En el universo del vino, hay etiquetas que no solo destacan por su sabor, sino por las historias, los terroirs y las manos que las han hecho eternas. Para esta edición especial de aniversario, celebramos dos décadas de contenido que trasciende el tiempo con una selección que también lo hace: cinco vinos que representan el alma del lujo, la tradición y la excelencia.
1. La Tâche de Romanée-Conti, un Grand Cru de Borgoña
Hablar de La Tâche es entrar al olimpo de los vinos. Proveniente de un viñedo de seis hectáreas en la subregión de Côte de Nuits, este Pinot Noir —intenso, especiado, con taninos firmes y un potencial de guarda impresionante— es un ícono por derecho propio. Sus aromas a violetas y especias exóticas, su capacidad de evolucionar con los años y su producción extremadamente limitada lo convierten en una joya codiciada. Ideal para maridar con carnes rojas y salsas intensas, es una experiencia sensorial en sí misma.
2. Opus One, California con alma bordelesa
La alianza entre Robert Mondavi y Baron Philippe de Rothschild dio vida a Opus One, un vino californiano que habla en el lenguaje del clasicismo europeo. Su estilo bordelés, sus taninos pulidos y su complejidad en boca —con notas de frutas negras, cereza, chocolate, café y especias— lo han posicionado como uno de los grandes referentes del Nuevo Mundo. Cada añada es única, pero su equilibrio entre fruta, acidez y elegancia es constante.

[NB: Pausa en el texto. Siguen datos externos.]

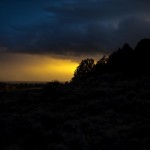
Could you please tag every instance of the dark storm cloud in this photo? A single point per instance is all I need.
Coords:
(74, 27)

3. Château d’Yquem, la dulzura que seduce
El vino dulce más emblemático del mundo. Elaborado con uvas afectadas por botrytis, Château d’Yquem se compone mayoritariamente de semillón y sauvignon blanc, dando como resultado un vino envolvente, sedoso y lleno de matices: miel, frutas tropicales, toffee, especias. Su acidez vibrante equilibra la dulzura y lo convierte en un vino tan profundo como inolvidable. Perfecto para cerrar una cena o acompañar con foie gras, quesos azules o simplemente, el silencio.
4. Domaine Leflaive Montrachet Grand Cru
En la categoría de los blancos, este chardonnay de Borgoña se impone por su elegancia mineral, su paso por barrica y su complejidad aromática. Notas de frutas amarillas, flores blancas y vainilla se combinan en un paladar amplio, fresco y etéreo. Se sirve entre 12 y 14 °C, y marida con productos del mar como vieiras, langosta o pescados grasos. Pura poesía líquida.
5. Château Petrus, el rey de Pomerol
El merlot más venerado del mundo nace aquí. Château Petrus se cría únicamente en barricas nuevas durante más de 20 meses, lo que le otorga su carácter oscuro, untuoso y de taninos bien integrados. Con aromas de grosella negra, mora, ciruela y un fondo de tabaco, es un vino potente que evoluciona con gracia. Un favorito eterno en la lista de los grandes coleccionistas.